1. The introduction about MetaCycle

1.1. General description about MetaCycle

The MetaCycle package is used to detect rhythmic signals in large scale time-series data. It uses three algorithms, ARSER (ARS), JTK_CYCLE (JTK), and Lomb-Scargle (LS), to detect periodic signals and can output integrated analysis results.

1.2. Types of time-series data

Usually, circadian time-series data is evenly sampled and the interval between time points is an integer (e.g. 4 hrs). However, sometimes there are replicate samples, missing values or un-evenly sampled series, or sampling with a non-integer interval. Examples of these types of data are shown in this table.

Data Type Point 1 Point 2 Point 3 Point 4 Point 5 Point 6
The usual data CT0 CT4 CT8 CT12 CT16 CT20
With missing value CT0 NA CT8 CT12 CT16 CT20
With replicates CT0 CT0 CT8 CT8 CT16 CT16
With un-even interval CT0 CT2 CT8 CT10 CT16 CT20
With non-integer interval CT0 CT4.5 CT9 CT13.5 CT18 CT22.5

Some datasets can have one or more of these conditions, e.g.

Data Type Point 1 Point 2 Point 3 Point 4 Point 5 Point 6
With replicates and missing value CT0 CT0 CT8 NA CT16 CT16
With un-even interval and replicates CT0 CT2 CT2 CT10 CT16 CT20

1.3. Method selection

The meta2d function in MetaCycle is designed to analyze different types of time-series datasets and can automatically select the proper methods to analyze different experimental designs.

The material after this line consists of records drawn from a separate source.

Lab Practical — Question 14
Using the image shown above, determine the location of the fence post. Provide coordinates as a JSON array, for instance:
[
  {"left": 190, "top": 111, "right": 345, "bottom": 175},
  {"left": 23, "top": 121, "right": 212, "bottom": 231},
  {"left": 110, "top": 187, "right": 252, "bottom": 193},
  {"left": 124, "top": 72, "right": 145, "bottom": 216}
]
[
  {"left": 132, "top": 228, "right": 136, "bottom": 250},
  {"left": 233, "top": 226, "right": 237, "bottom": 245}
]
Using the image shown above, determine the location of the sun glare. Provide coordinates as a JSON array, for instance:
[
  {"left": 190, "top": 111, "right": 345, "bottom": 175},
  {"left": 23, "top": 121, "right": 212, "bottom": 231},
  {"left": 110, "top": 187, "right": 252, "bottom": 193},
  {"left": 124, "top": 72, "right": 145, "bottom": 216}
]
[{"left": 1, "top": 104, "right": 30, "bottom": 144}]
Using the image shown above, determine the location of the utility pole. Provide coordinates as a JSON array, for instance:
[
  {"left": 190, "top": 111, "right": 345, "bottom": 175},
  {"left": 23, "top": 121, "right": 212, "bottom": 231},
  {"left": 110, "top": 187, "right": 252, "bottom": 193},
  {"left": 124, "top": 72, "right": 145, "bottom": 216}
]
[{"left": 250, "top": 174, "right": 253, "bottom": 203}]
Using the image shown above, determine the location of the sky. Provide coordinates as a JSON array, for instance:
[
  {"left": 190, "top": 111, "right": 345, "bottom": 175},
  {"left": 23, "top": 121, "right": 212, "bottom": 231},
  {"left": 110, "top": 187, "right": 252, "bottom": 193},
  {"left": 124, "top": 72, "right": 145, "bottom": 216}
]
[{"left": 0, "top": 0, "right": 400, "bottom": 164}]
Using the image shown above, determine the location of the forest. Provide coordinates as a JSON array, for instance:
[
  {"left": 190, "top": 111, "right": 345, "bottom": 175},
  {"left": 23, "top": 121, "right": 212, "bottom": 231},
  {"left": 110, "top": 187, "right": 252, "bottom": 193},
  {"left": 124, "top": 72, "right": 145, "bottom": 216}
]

The implementation strategy used for meta2d is shown in the flow chart.

1.4. Integration strategies

In addition to selecting the proper method(s) to analyze different experimental designs, meta2d can also integrate results from multiple methods. A detailed explanation of integration strategies is in the vignettes of MetaCycle.

  • Pvalue
  • Period and phase
    • The integrated period is an arithmetic mean value of multiple periods, while phase integration is based on the mean of circular quantities.
  • Amplitude calculation
    • meta2d calculates the amplitude with following model: \[Y_i = B + TRE*(t_i - \frac{\sum_{i=1}^n t_i}{n}) + A*cos(2*\pi*\frac{t_i - PHA}{PER})\]

    • B is the baseline level of the time-series data; TRE is its trend; A is the amplitude of the waveform. PHA and PER are integrated period and phase from above.
    • The baseline and trend are explained below.

  • About relative amplitude (rAMP)
    • meta2d outputs a relative amplitude value (rAMP), which normalizes amplitude to overall expression levels. For example, Ugt2b34 has a larger amplitude than Arntl, but its rAMP is smaller than Arntl.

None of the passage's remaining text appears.